Auch Google arbeitet im Rahmen seines ML-Kits und dem Projekt Firebase an automatisierter Software zur Bilderkennung und möglicherweise auch Bildbeschriftung. Zuletzt hatte Googles Android-ML-Kit mit dem Transkribieren handschriftlicher Notizen über die Digital Ink Recognition API von sich reden gemacht, die in rund 300 Sprachen funktionieren soll. Kurz vorher hatten Googles ML-Entwickler das Android ML Kit aus seiner engen Anbindung an das ML Kit SDK von Firebase gelöst, um sich mit dem neuen Kit auf KI-Anwendungen für den mobilen Bereich zu konzentrieren. Nach dem Entwicklungssprung aus der ML-Abteilung von Microsoft ist spannend, womit Facebook und Google wohl als Nächstes aufwarten.
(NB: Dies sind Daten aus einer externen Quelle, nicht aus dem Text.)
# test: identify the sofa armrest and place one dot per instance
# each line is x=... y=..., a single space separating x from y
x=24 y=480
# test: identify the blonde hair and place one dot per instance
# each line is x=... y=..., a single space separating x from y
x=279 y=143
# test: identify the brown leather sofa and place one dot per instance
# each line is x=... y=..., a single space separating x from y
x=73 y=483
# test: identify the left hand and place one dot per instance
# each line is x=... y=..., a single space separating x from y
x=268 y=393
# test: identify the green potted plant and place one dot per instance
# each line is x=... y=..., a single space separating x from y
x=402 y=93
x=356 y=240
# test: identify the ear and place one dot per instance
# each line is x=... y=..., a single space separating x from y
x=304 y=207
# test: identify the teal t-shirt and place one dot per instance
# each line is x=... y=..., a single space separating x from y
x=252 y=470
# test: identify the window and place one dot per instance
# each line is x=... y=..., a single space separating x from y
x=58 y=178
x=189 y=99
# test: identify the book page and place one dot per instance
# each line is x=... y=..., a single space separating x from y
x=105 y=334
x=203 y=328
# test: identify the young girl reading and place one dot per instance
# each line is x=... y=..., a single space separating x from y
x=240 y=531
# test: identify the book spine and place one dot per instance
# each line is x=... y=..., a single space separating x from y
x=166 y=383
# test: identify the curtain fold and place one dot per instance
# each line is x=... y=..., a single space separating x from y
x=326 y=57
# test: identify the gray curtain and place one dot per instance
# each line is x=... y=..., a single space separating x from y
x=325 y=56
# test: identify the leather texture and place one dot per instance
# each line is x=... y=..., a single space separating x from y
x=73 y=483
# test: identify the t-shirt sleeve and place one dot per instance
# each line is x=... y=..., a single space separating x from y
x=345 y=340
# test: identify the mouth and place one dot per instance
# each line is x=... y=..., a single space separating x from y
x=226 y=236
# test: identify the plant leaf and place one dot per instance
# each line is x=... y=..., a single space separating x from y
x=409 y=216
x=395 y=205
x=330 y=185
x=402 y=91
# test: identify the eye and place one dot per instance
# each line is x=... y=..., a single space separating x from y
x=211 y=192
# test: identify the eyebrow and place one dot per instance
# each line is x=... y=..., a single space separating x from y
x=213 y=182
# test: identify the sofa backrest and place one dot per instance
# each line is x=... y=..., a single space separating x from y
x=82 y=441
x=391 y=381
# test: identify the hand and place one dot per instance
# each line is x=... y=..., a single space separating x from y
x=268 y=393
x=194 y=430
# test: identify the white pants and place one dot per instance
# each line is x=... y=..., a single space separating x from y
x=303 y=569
Mehr Informationen zu dem neuen Algorithmus von Microsoft lassen sich dem Blogeintrag der Cognitive Services entnehmen. Das Feature steht über die Azure Cognitive Services zur Verfügung. Interessierte können sich auf den AI-Seiten von Microsoft über die App Seeing AI informieren, die im App-Store zum Download bereitsteht.